When I was an undergraduate art student at Yale I would observe the work of the graduate students during the critiques. There was one grad student whose name I can’t remember and work I always admired. He looked like James Dean, and had his kind of moodiness as well. He was married and had a child, which set him apart from the other grad students, who were already building their careers on the backs of the well-connected faculty. He painted scenes of cars parked under street lights at dusk with a few people lingering around the cars. They were big paintings and picked up on the photorealism of the time without the cooling affect of the photograph. They were full of sentiment, the kind of emotions that overwhelmed me as an adolescent. Seasonal moods that provided the titles for so many songs: e.g. ”August Moon”, “Ebb Tide” or “Autumn Leaves”. All the tunes expanded the moment and let the self leak into the environment. Both self and environment are captured in the moment, a kind of synchronic meshing with the wheels of time. This momentary expansion of the self implied a sort of vulnerability and permeability, where the self is cracked out of its solipsistic shell.

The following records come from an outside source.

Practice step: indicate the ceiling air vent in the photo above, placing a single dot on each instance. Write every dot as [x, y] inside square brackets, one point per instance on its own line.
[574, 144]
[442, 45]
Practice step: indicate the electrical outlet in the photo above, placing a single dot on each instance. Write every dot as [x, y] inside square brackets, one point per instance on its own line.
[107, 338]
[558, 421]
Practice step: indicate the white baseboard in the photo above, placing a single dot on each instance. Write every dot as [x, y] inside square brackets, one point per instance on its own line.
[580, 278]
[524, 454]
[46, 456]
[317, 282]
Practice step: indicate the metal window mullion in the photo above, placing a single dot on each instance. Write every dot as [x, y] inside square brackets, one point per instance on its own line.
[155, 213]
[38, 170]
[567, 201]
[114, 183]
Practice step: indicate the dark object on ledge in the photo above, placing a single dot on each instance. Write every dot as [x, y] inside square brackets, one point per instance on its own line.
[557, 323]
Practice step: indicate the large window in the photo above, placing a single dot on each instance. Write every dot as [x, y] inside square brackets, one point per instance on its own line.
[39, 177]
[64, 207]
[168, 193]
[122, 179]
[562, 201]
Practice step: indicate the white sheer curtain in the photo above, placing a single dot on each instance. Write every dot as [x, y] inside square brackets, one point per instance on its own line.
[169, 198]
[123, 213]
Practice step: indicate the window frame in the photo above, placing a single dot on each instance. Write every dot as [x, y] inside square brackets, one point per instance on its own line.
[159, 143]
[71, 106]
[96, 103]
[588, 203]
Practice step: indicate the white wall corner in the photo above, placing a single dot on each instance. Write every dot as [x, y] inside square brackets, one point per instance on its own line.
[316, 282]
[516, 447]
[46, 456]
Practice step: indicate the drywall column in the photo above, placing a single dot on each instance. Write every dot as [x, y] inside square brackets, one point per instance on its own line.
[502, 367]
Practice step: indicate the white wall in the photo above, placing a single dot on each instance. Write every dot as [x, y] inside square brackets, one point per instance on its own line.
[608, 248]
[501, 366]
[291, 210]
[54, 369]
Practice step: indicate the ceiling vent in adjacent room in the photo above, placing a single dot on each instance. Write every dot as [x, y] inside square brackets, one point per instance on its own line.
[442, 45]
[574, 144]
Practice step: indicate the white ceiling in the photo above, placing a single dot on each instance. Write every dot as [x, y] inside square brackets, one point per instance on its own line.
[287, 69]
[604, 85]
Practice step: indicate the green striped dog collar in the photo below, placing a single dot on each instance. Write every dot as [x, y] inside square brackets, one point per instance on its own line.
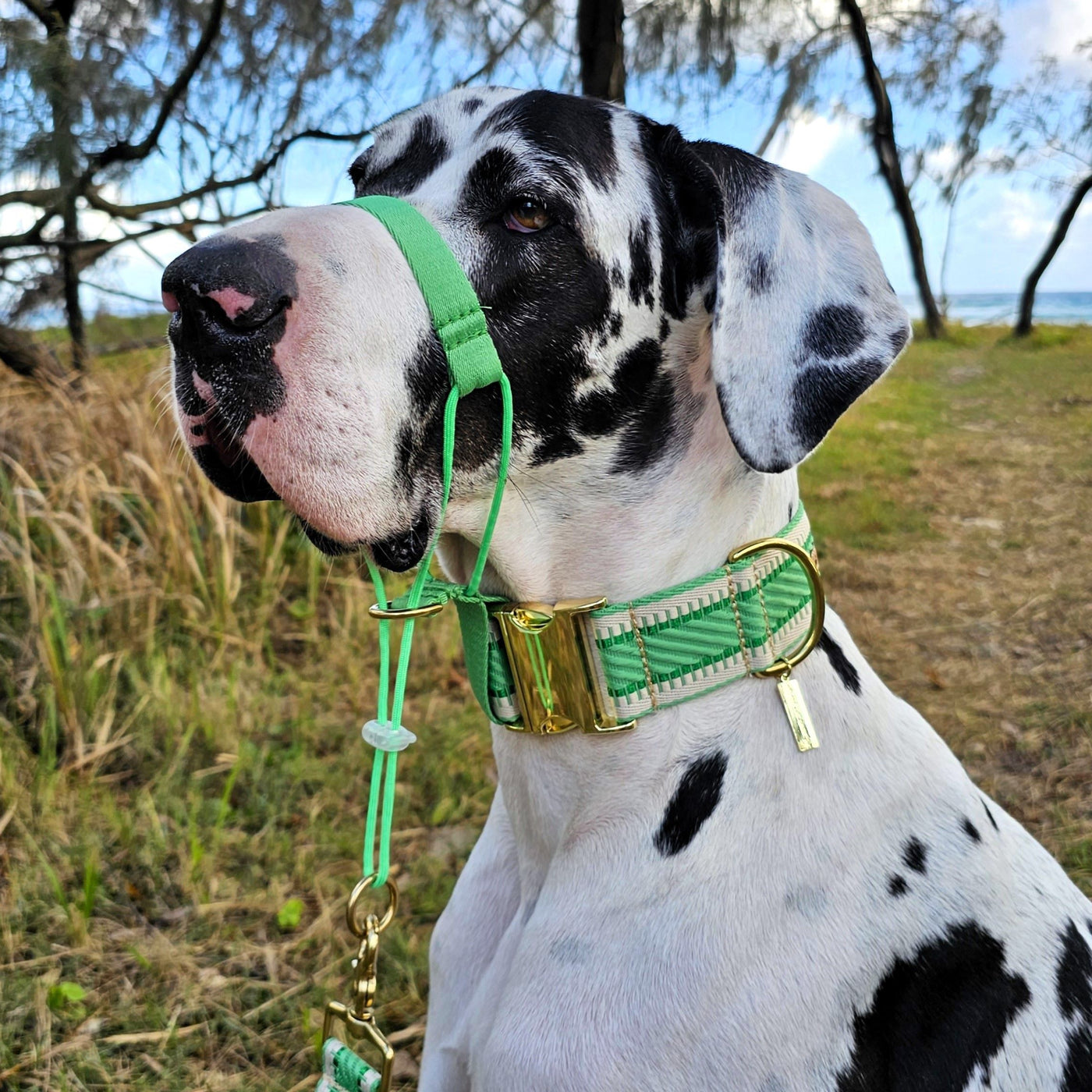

It was not this now nameless artist’s vision that would define the next thirty-five years of art world production. Most of grad students I observed were under the thrall of the minimalist dicta. As a grad student at the same school a few years later I would be subjected to the same, which amounted to a sort of exorcism of the individual personality. I was now in the Church of Modernism and the inquisitorial priests wished to cure me of any romantic tendencies. And in the art world after “minimal self” there came “no self”, which can be learned like any trade.
The cynicism of 20th c art has worked its way down to the masses so that every wannabe musician and artist knows the cynical logic of the modern aesthetic. Keat’s romantic “Ode to Autumn”, the consummate blending of self and environment finally had run its course culturally in the the pop tunes of the 40's and 50’s. The wheels keep turning and we don’t know sometimes where we are in the gyres. Most often we are crushed or rendered irrelevant by them.
In my conversations with Paul Pollaro, it is the emotional side of his work that he’d rather talk about. From studying his work I can pick out his indebtedness to Modernism’s love of technicity and labor. He knows how to push and pull the figure-ground like Matisse, and his figures float in a field worthy of Cy Twombly. His gestural mark-making and love of material can only be made by someone who studied the breakthroughs of de Kooning and Pollack. These are paintings that are worked on, not hiding the labor, with a sense of being forged in heat, sweat and soot. But he could care less about that. He knows that technique is not an end itself; it has to be put to work, i.e. used. It has to take you somewhere. Somewhere beyond the physicality of the paint. As the Buddhists like to say it is not the finger pointing at the moon but the moon that we should be looking at.
Pollaro is looking to break the solipsistic shell, a visionary looking for signs of life out there beyond his own. The work doesn’t say exactly where they are. Is it in the earth that he is digging for artifacts of a civilization without rhyme or reason? Or does it go beyond just knowing and become the vision of a mystic in the darkest night, where visions barely illuminated flit fitfully in obscurity?